Coco is a Little FireBall of Energy!!! To Cute!


----------



## cat owner again (Dec 14, 2012)

Now that is a smart cat that knows how to have a good time! I would love it if my cats could be entertained like that.


----------



## Marcia (Dec 26, 2010)

I've never had a cat that was so active or self entertaining. I spend probably an hour total a day with Da bird and she still wants more, more, more, and this girl is 6!!! The trick is to redirect her energy so she does not chase poor Lacey with the bad heart. She will use her scratcher toy for 10 solid minutes at a time sometimes, I just happened to catch her using it when I had a camera handy.

Her coat is SO much better, smoother, sleeker and much softer. Amazing what a few weeks of good food can do.
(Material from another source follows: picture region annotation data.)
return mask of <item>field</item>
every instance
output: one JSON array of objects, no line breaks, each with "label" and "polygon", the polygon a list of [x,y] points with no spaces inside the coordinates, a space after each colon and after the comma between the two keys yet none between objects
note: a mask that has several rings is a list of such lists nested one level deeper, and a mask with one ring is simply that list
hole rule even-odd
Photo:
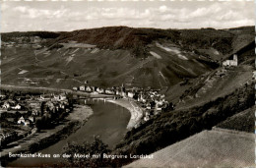
[{"label": "field", "polygon": [[254,134],[203,131],[125,167],[250,167]]}]

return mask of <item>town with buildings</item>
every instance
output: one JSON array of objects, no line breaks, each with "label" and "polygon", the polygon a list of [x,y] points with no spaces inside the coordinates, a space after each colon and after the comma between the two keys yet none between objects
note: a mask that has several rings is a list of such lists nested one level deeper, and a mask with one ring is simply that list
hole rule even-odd
[{"label": "town with buildings", "polygon": [[65,93],[18,94],[1,91],[1,148],[58,125],[71,110]]}]

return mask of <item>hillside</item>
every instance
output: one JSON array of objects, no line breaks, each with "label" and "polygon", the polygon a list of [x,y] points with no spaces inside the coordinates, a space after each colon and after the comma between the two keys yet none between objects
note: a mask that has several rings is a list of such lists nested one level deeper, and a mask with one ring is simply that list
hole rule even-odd
[{"label": "hillside", "polygon": [[[203,131],[124,167],[250,167],[254,134]],[[235,146],[235,147],[234,147]]]},{"label": "hillside", "polygon": [[3,33],[2,84],[70,88],[89,81],[103,87],[124,83],[164,88],[215,70],[236,49],[237,36],[245,35],[244,43],[251,39],[251,29],[109,27]]},{"label": "hillside", "polygon": [[255,132],[255,106],[244,110],[236,115],[227,118],[225,121],[218,124],[216,127],[243,131],[248,133]]}]

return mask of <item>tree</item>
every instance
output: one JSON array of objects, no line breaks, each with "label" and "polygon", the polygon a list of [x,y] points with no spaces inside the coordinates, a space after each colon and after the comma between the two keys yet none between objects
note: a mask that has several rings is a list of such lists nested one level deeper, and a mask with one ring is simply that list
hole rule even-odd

She doesn't particularly like to be brushed but really doesn't need to either.


----------



## bluemilk (Oct 3, 2005)

I just saw this! Bonzer! Adult cats are SO funny when they play like kittens!


----------



## Jetlaya67 (Sep 26, 2012)

AWW, she is such a happy, playful girl! That is a great toy. My cats love it too. I thought it was pretty cute that she matches your rug.


----------



## BrittyBear (Feb 4, 2014)

Thats so cute!! Whats the name of this toy??? I would love to get one for my cats

Sent from Petguide.com Free App


----------



## TabbCatt (Mar 26, 2014)

That is the Bergan cat scratcher. My kitty Maya, absolutely LOOOOVES it too! She used to play for hours at a time when I first got it. I had to turn it upside down at night so I could sleep, lol. They also sell refillable cardboard scratchers (in the center) at Walmart (?) or Azn. I never had to replace mine yet as she perfers other surfaces. 

Recently, I found out she also loves to play in a plain old 99-cent reusable shopping bag. I tossed it on top of the scratcher toy, and she'd go inside the bag while batting at the ball by sound. Later, I couldn't find her anywhere in my house...then I discovered she had fallen fast asleep still inside the bag! I could see the bag "breathing" with every inspiration/expiration she took, LOL.


----------



## spirite (Jul 31, 2012)

OMG Marcia that video had me laughing out loud when she runs in circles around the toy. Coco might have the cutest cat butt I've ever seen.  I love how she disappears out of the frame at the beginning but you can see just the tip of her fluffy tail swishing.


----------



## snowy (Aug 23, 2012)

Awww! that was cute. ET isn't as interested in the ball like Coco, he's only interested in the scratcher, the shredded pieces are all over the room everyday.


----------



## Marcia (Dec 26, 2010)

I replaced the ball with the flashing ball and she still enjoys it although she's cooled down a bit towards it. The Da Bird is still #1!! I buy the 3 pack feather refills for home and the shelter every few weeks! 

She is the cutest thing - so very active and but so snuggly at night. I wonder if her energy level is why the PO's put her outside and disowned her. Maybe they thought she was just too much energy for her age. She reminds me of a spry senior citizen! One that still runs marathons at 80. And Sharon, I agree, her coat is super soft and very nice now that she has had a few months of good nutrition in her. Plus it's grown out a good bit leaving me to think she had been shaved a few months before I adopted her which made her look so scruffy. With no history I can only guess at things.


----------